Ald. King, Comdr. Klich address South Loop concerns

Friday, August 5, 2016

Safety issues took center stage at the 4th Ward town hall meeting on July 18 held by Alderman Sophia King. Also speaking were 1st Police District Commander Robert Klich and Sergeant Athena Mullen.

“I am happy to have a ward that has diverse demographics, assets, and offerings,” said King after noting she has been alderman for three months.

Her first initiative was to extend the Safe Passage program, which provides safe routes for students traveling to and from school. King is working with 3rd Ward Alderman Pat Dowell on this initiative and others. 

“Jobs and engagement opportunities are needed for youths,” she said. She also feels “communities need to take responsibility and join CAPS,” the Chicago Alternative Policing Strategy program in which local civilians work with police to stop crime. “Positive voices move away negative aspects,” she added.

King’s other priorities include safety, affordable housing, good schools, parity “in all matters,” and youth engagement.

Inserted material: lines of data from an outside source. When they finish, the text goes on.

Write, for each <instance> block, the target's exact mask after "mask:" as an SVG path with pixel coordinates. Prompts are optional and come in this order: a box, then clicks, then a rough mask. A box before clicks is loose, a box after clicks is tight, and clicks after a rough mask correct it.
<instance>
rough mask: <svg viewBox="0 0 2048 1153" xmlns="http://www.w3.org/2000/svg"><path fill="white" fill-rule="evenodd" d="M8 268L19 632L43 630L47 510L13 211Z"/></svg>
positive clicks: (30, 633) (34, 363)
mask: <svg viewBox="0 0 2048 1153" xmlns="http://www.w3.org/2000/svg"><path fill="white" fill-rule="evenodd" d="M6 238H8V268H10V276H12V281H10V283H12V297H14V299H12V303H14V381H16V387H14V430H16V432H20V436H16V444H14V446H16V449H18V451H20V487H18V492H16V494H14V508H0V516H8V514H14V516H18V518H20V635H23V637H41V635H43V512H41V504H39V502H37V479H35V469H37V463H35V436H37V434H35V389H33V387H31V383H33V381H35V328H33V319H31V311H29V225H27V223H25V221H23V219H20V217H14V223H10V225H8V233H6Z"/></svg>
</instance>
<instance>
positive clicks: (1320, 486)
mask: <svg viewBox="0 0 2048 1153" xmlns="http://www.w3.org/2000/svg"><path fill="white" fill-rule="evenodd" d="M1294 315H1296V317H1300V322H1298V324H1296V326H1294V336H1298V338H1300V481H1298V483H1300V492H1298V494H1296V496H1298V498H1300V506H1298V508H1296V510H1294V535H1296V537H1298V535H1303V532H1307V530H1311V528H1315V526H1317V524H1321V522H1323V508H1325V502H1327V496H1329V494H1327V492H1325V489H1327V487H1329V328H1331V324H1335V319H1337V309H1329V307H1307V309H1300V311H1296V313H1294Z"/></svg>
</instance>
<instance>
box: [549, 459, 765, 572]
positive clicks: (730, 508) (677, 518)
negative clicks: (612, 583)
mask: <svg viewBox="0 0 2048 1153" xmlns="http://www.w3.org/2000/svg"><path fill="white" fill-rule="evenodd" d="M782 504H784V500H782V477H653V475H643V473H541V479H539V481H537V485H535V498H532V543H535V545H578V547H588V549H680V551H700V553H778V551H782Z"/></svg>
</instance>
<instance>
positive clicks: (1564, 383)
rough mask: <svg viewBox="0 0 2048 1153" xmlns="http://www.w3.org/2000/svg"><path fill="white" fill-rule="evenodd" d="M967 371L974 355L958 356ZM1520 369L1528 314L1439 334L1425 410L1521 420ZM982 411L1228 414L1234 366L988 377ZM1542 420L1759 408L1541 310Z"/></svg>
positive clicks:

Other issues raised during the meeting included safe driving, noise pollution from the many festivals in Grant Park, park cleanliness, the Black Lives Matter movement, the South Loop’s shortage of parking, and a billboard. During the meeting’s open mic session, a Printers Row business owner voiced her concern about a homeless individual who sleeps in front of area storefronts. 

“A restraining order has been processed, but he continues to sleep in front of our doors,” she said, noting the man allegedly has threatened several people. “We have called the police many times, but he continues to return.”


Outreach Team

Klich explained the police homeless outreach team addresses these issues. An audience member, Ron Gordon, who works with the group People United for Action, said that “if homeless people express threats, then the police can hold those individuals for 48 hours.”

Anyone who needs shelter or knows of a person who is homeless and needs assistance can call 311 to be connected to the City Department of Family and Support Services and Catholic Charities Mobile Outreach Service, or log on to for more about the City’s homeless outreach and prevention program. 

Janet Wilson, a Prairie Shores resident in Bronzeville, said increased access to the 31st Street Beach at 31st and Vernon Streets has created traffic congestion and an inordinate amount of trash, including empty liquor bottles.

“There are people who are up to no good,” she said. “They are ignoring stop signs, double parking for up to an hour to hold a conversation with someone in another car, and other infractions.”

Said King, “I have responsibility along with the Park District and the police” for keeping the area safe. 

Klich advised people to call 911 instead of 311 in these situations. Concerning Pritzker Park at 310 S. State St., an attendee noted the concerted effort by academic institutions, police officers, and Chicago Transit Authority officials to address cleanliness and loitering issues, and invited King to attend meetings about the park. She said she “would be glad to” and was “pleased that the community was actively participating in correcting the problems.”


Loud music concerns

“Use of Grant Park for profitmaking as well as not-for-profit groups starts in spring and continues throughout the summer, and there is loud music that starts in the early morning hours,” complained Tony Licata, a resident of Michigan Avenue at 9th Street. He added that the South Loop now has a population similar to that of Lincoln Park and that, with the festivals and other activities in Grant Park, Columbus Drive often is closed, creating even greater traffic congestion on Michigan Avenue. 

He asked King to make it a goal to cut back the Grant Park activities and have them distributed throughout the City. She agreed, saying, “There has to be a balance between this community and the rest of the city,” adding that more community input would help.

Another Michigan Avenue resident in the South Loop complained about lack of parking due to development on various open lots once used for parking. King said if public transit is readily available to specific sites, developers are not obliged to provide parking beyond the legally required number of spaces. She added she would pursue the matter further with developers. 

South Loop resident Dennis McClendon expressed concern about a billboard scheduled to go up at Clark and Harrison streets. King acknowledged the billboard has caused some controversy and will look into the matter. 

Another resident asked about the Black Lives Matter movement. 

“By law, everyone is allowed to protest,” Klich said, but “blocking traffic and running through streets, are not lawful.” He added that “a great deal of leeway has been granted to protestors and demonstrators in general.”

Clergyman Ricky Duke said a City task force concluded that bias exists among police against blacks. “What is being done about creating trust?” he asked. Klich said that, when he took his oath many years ago, he was told, “You are neither black nor white, you are blue,” and noted that “more training and more vigilant screening [of police hires] have been established to deescalate the situation.” He added that use of guns by police is the last resort. 

“Lethal force is not preferred by police,” Klich asserted.